2
votes

To illustrate the issue I am facing let us assume we have a predicate on nat:

Parameter pred : nat -> Prop

Let us assume further that we have a type which encapsulates data, as well as a proof that the encapsulated data satisfies a certain property. For example:

Inductive obj : Type :=
  | c : forall (n:nat), pred n -> obj
  .

Now we would like to regard two objects c n p and c m q to be the same objects as long as n = m, regardless of the proofs involved to build them. So let us introduce a proof irrelevance axiom:

Axiom irrel : forall (P:Prop) (p q:P), p = q.

Now given this axiom, it is expected that the equality c n p = c m q be provable for n = m :

Theorem obvious : forall (n m:nat) (p: pred n) (q:pred m),
  n = m -> c n p = c m q.

Now I have been playing around with this for a while, and none of the typical 'rewrite' tactics can work as they create ill-typed terms. I am guessing the theorem should be true within Coq's type theory (given the proof irrelevance axiom) but probably involves some trick unknown to a beginner. Any suggestion is greatly appreciated.

1

1 Answers

4
votes

TL;DR

Theorem obvious n m (p: pred n) (q: pred m) :
  n = m -> c n p = c m q.
Proof.
  intros ->.
  rewrite (irrel _ p q).
  reflexivity.
Qed.

Explanation

Let me show how one can use information containing in error messages to come up with a solution:

Theorem obvious n m (p: pred n) (q: pred m) :
  n = m -> c n p = c m q.
Proof.
  intros E.
  Fail rewrite E.

At this point we get the following error message:

The command has indeed failed with message:
Abstracting over the term "n" leads to a term fun n0 : nat => c n0 p = c m q
which is ill-typed.
Reason is: Illegal application: 
The term "c" of type "forall n : nat, pred n -> obj"
cannot be applied to the terms
 "n0" : "nat"
 "p" : "pred n"
The 2nd term has type "pred n" which should be coercible to "pred n0".
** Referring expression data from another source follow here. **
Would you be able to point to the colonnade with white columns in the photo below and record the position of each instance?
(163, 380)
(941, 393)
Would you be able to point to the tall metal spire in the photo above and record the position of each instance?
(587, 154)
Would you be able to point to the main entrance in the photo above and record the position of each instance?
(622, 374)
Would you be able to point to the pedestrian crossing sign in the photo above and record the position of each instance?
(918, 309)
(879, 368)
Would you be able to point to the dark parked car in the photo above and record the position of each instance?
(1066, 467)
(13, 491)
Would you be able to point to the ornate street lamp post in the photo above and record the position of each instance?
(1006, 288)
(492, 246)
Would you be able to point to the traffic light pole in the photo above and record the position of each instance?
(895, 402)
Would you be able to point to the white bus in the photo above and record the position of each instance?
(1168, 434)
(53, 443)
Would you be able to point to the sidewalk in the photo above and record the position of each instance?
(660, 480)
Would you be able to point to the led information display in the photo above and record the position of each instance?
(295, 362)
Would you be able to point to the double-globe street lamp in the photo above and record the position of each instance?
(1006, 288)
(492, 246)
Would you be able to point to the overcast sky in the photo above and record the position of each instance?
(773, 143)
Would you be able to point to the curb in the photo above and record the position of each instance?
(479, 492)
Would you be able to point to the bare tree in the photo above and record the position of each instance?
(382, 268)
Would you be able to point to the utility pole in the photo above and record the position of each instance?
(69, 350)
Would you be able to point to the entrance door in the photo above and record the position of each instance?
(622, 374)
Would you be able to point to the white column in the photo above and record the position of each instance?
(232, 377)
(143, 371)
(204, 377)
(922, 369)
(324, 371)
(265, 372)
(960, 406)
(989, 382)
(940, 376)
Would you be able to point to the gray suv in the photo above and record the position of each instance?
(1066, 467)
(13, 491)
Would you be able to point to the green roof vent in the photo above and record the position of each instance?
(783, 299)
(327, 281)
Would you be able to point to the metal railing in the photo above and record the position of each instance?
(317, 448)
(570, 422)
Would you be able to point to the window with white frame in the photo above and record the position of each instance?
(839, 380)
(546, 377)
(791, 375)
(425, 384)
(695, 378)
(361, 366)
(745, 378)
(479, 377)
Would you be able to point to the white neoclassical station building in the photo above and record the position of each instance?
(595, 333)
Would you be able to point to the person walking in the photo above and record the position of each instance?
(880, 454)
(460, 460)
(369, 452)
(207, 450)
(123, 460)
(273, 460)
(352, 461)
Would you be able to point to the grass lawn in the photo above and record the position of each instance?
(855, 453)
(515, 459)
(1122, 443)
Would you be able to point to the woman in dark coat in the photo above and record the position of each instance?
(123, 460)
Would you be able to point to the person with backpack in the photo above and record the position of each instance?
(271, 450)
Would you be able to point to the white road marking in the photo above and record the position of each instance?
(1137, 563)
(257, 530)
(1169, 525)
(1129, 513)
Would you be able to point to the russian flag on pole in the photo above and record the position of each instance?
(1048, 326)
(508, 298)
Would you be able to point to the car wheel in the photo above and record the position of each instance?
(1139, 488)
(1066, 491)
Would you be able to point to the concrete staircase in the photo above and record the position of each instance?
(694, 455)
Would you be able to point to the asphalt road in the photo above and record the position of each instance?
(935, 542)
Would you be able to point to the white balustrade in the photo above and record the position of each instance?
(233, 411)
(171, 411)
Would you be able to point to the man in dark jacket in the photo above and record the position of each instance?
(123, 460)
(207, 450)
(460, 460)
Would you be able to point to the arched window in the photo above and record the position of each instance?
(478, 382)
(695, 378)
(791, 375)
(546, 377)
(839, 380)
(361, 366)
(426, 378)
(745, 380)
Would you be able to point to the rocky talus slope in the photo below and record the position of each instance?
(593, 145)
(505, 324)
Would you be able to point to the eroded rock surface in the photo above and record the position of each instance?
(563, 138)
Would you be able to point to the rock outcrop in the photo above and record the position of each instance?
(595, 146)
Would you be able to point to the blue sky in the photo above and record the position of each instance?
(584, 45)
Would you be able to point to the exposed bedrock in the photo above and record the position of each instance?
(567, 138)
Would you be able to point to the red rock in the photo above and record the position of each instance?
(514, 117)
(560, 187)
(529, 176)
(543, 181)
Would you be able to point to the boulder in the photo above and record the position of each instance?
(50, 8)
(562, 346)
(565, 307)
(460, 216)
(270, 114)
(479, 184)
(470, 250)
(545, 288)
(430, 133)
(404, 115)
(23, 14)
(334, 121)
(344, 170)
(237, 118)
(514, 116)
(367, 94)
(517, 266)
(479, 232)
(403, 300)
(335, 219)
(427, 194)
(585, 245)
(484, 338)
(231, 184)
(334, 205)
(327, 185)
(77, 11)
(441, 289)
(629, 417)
The rewrite tactic tried to build the proof term using eq_ind_r lemma. Let us look at its type:

eq_ind_r
     : forall (A : Type) (x : A) (P : A -> Prop),
       P x -> forall y : A, y = x -> P y

rewrite tries to build the following term:

@eq_ind_r _ m (fun x => c x p = c m q) (subgoal : c m p = c m q) n E.

which is ill-typed:

Fail Check @eq_ind_r _ m (fun x => c x p = c m q).

The term "p" has type "pred n" while it is expected to have type "pred x".

This means that the link between n and pred n has been lost at this point and we can restore it by saying explicitly that x and p must comply with each other by generalizing over p:

Check @eq_ind_r _ m (fun x => forall (p : pred x), c x p = c m q).

The above means we can proceed to finish the proof in the following manner:

  revert p.
  rewrite H; intros p.
  rewrite (irrel _ p q).
  reflexivity.
Qed.

The original version of the code uses intro-pattern intros -> to achieve the effect of the longer intros E; revert p; rewrite E; intros p. for this particular case.